Lee Thompson gets the fiction side of things off to a great start with Beneath the Weeping Willow, a tale of the ultimate outsider—a kid who finds out he’s autistic by overhearing an argument between his parents. It’s visceral and disturbing, much like Thompson’s other pieces. The man is a poet and finds new and surprising turns of phrase that will astound any reader.

The child in question serves as a metaphor for David (as in the one from David vs. Goliath), and speaks in a second person point of view, a technique that I’m starting to notice more in horror short stories, and for good reason—when done right, it invites the reader in with an engaging hook. David drowns in feelings that he’s a burden to his family, something that older (and meaner) brother, Jacob, constantly reinforces in him, but just as you’re led to believe the story is going one way, it veers into something so unexpected and shocking that you will just have to read about.

Full Dental by Tom Bordonaro is an amusing story of an employee trying to convince his boss that the new guy is a killer and his boss accusing him of being racist and intolerant. It’s crosses the lines of humour and whimsy, becoming Evil Dead meets The Office—definitely worth checking out.

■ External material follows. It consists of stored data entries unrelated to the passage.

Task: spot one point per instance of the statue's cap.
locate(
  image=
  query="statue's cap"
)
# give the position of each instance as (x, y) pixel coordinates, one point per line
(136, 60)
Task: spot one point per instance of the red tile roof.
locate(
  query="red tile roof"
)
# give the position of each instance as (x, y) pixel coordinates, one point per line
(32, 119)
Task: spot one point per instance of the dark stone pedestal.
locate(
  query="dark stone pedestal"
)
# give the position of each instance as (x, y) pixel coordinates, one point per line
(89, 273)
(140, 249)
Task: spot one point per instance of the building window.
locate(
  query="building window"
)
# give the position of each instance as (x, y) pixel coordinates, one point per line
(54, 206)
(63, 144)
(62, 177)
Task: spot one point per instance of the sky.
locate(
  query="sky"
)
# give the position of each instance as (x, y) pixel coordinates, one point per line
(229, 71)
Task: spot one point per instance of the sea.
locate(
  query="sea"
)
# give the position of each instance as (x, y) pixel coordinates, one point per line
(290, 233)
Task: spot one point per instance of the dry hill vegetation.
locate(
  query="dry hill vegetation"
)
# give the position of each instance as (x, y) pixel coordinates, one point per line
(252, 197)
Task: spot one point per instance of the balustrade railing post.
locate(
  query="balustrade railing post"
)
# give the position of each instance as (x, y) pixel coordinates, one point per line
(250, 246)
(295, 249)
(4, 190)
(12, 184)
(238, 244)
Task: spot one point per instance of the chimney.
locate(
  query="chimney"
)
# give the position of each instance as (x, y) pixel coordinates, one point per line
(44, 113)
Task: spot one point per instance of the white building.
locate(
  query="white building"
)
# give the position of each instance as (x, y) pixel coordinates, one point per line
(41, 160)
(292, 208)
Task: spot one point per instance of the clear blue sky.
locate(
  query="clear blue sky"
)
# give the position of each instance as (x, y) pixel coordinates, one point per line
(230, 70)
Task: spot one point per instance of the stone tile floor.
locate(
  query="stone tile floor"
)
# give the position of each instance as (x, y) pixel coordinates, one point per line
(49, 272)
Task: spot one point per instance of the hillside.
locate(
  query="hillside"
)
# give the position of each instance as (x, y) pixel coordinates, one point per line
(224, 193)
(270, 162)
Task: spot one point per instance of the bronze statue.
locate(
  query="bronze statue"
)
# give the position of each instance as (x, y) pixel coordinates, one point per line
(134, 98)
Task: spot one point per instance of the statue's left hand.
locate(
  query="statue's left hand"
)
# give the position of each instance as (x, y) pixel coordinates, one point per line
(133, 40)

Weird Tales by David Busboom is a short anecdotal tale involving a group of men exchanging ghost stories that seems insignificant at first, as the tales don’t seem all that scary, until the last speaker, the one who doesn’t talk, reveals his contribution.

Wechston Ochse is also another writer whose work I have recently come to admire, and his offering in this issue, Playlist at the End, is one of his best pieces I’ve read to date. In this sinister tale, the main character starts off in a closet and explains that he has playlists for every occasion—shopping for groceries, going to the dentist, picking up his mother, etc. He’s waiting in the closet, hoping not to be discovered, and begins relating what specific songs have meant in relation to his life events. It’s an interesting narrative technique, and something I think would have worked well in a rock-and-rolled themed anthology like Rock ‘N’ Roll is Dead, which Blood Bound Books released this year (read my thoughts on that book here). The protagonist, Sam, had a sister, as it turns out, and she perished in a fire, which his mother blames him for (they were both at fault, according to Sam). His life went downhill from there, and after everything he went through, he became determined to show people how to understand love—but his methods are more than questionable, as evidenced by this story.

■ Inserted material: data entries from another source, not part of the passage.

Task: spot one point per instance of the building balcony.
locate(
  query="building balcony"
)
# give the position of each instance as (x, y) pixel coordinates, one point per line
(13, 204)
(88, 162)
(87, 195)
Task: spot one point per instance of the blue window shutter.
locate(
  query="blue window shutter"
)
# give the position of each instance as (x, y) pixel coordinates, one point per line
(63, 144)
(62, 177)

Another notable short piece is Dead Baby Day by Michael Penkas, in which a kid’s older brother tries to ruin his birthday joy by saying he was born on dead baby day, the day that dead babies come back to life with a kiss. But this is more than a silly childhood urban legend, and what someone believes to be true, particularly a child, can be devastating if taken seriously.

Jaelith Ingold and A.C. Wise both have different takes on ghosts in their short stories, each offering a different approach and a different artistic vision, but both pieces are well crafted.

If you haven’t picked up or ordered your copy of Shock Totem 4, I would urge you to do so now. Shock Totem continues to impress me with how amazingly each edition of the magazine they produce turns out.